For each inferred edge, a score is calculated to determine whether the inferred interaction is a phosphorylation or dephosphorylation. For time lapse 0, the change over time of the target and regulator was compared at the same time points, while for time lapse 1, the change over time of the target was compared with that of the regulator at the immediate prior time point. If the change over time is in the same direction (for example an increase in phosphorylation) for most of the time points, the direction is considered phosphorylation. While if intensities of the regulator and target are changing in opposite directions (for example one increases in phosphorylation while the other decreases in phosphorylation), the direction is considered dephosphorylation.
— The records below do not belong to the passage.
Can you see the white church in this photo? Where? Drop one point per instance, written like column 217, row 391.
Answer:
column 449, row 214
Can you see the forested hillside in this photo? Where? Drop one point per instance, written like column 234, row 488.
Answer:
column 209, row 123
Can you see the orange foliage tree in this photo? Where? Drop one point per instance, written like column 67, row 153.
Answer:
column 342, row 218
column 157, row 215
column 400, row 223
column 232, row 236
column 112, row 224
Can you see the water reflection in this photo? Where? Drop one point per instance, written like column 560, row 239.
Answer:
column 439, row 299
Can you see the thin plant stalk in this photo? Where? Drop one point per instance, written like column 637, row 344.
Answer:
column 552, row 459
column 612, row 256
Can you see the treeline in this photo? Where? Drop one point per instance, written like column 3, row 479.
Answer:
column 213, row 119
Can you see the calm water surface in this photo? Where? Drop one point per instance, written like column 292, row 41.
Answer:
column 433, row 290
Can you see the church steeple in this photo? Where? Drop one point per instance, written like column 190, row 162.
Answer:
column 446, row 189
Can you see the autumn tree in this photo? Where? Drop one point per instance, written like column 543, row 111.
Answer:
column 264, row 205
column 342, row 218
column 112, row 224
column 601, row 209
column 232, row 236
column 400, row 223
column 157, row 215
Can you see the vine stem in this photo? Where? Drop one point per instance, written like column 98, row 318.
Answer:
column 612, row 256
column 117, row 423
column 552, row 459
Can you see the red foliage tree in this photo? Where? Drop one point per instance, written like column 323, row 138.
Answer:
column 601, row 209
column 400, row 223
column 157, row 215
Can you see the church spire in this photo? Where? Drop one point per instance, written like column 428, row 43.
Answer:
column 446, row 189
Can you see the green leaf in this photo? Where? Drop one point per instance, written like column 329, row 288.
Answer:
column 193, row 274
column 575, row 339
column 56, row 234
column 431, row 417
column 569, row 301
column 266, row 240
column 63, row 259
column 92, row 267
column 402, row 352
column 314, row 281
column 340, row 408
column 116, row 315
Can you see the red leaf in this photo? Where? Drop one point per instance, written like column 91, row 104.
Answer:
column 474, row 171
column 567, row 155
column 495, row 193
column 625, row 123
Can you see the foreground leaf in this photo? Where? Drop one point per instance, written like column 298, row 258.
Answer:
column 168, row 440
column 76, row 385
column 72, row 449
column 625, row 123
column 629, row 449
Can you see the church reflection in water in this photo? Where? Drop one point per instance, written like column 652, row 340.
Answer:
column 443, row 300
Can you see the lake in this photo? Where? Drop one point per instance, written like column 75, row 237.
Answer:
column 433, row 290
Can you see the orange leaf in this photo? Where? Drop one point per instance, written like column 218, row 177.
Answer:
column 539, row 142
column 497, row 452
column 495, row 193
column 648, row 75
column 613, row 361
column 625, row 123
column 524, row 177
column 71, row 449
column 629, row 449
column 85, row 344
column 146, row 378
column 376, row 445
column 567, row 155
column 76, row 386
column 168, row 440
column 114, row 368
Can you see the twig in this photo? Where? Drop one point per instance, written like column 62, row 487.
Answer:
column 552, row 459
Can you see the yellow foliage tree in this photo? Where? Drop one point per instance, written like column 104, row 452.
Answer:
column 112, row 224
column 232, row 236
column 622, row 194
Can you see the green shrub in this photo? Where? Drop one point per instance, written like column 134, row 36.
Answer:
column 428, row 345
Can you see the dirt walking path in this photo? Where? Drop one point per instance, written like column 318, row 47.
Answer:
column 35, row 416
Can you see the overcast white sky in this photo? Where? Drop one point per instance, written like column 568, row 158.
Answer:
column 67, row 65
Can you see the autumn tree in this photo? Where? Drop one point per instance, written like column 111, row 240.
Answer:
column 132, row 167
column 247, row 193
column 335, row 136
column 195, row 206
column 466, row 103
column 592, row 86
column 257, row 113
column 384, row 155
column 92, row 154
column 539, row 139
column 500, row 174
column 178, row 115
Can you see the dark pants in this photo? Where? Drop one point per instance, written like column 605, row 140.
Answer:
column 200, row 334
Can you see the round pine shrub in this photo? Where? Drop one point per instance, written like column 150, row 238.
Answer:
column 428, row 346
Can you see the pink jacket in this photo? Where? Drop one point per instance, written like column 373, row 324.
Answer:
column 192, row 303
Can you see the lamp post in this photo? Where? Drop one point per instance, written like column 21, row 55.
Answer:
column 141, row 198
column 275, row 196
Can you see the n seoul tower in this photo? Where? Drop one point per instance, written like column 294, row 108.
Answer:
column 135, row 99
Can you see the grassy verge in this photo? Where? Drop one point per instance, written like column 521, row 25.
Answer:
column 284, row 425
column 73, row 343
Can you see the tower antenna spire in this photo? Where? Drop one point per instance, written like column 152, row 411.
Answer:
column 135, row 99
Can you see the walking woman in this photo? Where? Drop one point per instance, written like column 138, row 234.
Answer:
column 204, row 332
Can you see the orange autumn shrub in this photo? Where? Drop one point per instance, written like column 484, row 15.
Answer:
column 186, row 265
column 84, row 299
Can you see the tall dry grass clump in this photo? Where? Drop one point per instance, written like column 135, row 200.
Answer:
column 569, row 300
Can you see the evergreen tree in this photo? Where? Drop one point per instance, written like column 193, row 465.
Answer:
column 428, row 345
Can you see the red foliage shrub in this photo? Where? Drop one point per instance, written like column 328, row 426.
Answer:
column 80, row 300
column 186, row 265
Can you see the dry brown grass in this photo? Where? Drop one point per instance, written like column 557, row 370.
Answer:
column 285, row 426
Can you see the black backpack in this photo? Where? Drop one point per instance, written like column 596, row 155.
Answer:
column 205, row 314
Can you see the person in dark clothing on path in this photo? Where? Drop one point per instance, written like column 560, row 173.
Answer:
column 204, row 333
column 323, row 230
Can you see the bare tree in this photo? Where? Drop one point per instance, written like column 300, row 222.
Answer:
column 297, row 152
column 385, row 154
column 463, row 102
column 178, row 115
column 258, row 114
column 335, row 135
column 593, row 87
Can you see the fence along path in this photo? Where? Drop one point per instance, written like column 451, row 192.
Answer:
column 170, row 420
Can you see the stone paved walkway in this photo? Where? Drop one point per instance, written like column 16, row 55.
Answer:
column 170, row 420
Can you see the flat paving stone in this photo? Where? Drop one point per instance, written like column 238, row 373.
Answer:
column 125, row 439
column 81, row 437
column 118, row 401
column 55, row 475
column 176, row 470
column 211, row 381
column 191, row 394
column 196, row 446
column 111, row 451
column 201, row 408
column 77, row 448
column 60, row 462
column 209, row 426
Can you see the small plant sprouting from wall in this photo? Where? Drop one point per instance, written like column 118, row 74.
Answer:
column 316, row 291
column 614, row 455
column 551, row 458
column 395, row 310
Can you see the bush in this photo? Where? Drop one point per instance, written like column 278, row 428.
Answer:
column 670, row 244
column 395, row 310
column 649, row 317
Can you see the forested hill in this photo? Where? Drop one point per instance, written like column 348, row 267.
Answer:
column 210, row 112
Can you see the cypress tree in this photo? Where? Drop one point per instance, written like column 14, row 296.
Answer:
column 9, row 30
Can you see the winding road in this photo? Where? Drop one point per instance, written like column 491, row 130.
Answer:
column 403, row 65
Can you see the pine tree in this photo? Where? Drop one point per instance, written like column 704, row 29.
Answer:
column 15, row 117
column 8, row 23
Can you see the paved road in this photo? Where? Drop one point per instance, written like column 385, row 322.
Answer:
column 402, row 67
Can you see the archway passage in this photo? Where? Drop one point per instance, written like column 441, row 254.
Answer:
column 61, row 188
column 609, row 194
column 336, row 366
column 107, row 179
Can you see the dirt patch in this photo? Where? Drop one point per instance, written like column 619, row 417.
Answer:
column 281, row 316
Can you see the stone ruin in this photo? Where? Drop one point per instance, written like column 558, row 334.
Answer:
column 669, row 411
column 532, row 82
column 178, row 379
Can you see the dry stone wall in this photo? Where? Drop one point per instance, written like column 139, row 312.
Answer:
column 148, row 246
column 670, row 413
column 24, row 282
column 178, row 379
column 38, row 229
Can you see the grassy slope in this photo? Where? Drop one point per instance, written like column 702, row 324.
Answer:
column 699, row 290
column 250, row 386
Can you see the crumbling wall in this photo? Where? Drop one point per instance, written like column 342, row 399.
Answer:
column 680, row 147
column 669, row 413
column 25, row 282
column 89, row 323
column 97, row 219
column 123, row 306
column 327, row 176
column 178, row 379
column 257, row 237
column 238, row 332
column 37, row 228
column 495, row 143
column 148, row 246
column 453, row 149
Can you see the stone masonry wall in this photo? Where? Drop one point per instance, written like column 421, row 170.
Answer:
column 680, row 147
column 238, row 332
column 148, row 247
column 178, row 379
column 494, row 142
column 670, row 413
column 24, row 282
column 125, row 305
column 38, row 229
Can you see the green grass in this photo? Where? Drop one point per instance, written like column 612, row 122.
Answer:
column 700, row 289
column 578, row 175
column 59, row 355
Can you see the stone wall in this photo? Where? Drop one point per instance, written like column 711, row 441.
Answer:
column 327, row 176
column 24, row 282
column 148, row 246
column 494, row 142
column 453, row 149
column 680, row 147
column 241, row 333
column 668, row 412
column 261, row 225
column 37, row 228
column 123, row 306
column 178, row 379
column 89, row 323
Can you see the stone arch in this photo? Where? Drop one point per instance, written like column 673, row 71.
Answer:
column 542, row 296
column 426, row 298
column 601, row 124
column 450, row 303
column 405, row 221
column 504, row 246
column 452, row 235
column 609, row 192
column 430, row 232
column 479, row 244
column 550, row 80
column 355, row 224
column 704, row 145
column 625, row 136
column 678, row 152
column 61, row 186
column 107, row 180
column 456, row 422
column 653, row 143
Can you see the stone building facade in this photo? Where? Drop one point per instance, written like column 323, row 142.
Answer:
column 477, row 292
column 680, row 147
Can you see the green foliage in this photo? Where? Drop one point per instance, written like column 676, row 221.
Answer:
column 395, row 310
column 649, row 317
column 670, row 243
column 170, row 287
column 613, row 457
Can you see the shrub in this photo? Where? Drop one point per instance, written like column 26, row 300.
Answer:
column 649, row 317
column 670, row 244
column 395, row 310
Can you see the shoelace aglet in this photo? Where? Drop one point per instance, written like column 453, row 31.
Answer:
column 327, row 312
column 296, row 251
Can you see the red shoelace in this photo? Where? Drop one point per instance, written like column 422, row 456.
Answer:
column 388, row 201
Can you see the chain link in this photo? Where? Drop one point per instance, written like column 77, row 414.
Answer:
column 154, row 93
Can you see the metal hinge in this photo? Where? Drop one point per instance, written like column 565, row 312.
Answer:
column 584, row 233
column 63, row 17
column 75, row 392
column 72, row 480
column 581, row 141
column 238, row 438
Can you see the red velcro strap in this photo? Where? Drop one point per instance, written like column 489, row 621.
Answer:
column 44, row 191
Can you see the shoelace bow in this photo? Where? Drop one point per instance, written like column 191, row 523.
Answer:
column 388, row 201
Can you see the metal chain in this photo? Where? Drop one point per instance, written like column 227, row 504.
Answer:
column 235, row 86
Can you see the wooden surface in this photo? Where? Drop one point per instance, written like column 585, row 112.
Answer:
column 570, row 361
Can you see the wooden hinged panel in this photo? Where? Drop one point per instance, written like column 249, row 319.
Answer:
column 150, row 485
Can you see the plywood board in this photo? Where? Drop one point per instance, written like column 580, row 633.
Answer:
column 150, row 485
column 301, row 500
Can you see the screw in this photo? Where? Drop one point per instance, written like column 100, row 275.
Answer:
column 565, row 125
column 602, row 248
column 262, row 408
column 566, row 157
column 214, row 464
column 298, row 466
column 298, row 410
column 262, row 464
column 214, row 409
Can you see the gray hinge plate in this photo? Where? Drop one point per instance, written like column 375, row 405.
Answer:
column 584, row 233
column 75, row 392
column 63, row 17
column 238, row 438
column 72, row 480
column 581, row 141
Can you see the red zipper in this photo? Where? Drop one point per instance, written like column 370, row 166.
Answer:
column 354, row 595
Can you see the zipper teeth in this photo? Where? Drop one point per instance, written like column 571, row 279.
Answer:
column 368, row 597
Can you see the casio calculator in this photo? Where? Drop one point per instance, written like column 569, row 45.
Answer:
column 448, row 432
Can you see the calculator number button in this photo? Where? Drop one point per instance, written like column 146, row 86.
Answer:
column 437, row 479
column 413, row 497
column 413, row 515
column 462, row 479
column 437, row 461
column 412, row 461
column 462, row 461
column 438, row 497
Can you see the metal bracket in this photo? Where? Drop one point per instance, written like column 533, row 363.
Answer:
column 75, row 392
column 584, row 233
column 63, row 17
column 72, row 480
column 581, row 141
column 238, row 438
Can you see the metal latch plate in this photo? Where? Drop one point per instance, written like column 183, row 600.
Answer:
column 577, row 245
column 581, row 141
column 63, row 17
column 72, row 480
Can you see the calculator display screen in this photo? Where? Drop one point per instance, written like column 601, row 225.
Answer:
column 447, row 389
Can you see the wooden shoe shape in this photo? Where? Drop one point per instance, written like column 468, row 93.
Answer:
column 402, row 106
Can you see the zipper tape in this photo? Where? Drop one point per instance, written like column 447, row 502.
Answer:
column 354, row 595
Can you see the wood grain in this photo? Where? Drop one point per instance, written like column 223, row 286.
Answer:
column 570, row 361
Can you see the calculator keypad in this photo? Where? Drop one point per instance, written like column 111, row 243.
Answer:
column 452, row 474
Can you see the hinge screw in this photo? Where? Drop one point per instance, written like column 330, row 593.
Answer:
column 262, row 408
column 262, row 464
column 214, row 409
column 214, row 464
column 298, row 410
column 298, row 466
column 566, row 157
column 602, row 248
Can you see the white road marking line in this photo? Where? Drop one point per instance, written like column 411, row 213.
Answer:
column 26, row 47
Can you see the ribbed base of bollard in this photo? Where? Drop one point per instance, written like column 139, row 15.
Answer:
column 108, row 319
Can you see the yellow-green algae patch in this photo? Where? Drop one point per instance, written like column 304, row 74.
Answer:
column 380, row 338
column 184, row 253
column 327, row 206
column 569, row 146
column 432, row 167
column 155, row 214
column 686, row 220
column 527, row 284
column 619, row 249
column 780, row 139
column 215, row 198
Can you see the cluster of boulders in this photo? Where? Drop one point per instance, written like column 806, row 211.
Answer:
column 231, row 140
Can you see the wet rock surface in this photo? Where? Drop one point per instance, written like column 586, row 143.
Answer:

If the change over time is equal, then the sign of the interaction is denoted as undetermined.
All networks were visualized in Cytoscape® 3.8.0 63. To evaluate how the control and cold signaling networks were rewired, we used DyNet, a Cytoscape application that, among others, allows for the analysis of the most ‘rewired’ nodes across networks with the node attribute “DyNet REWIRING” 64.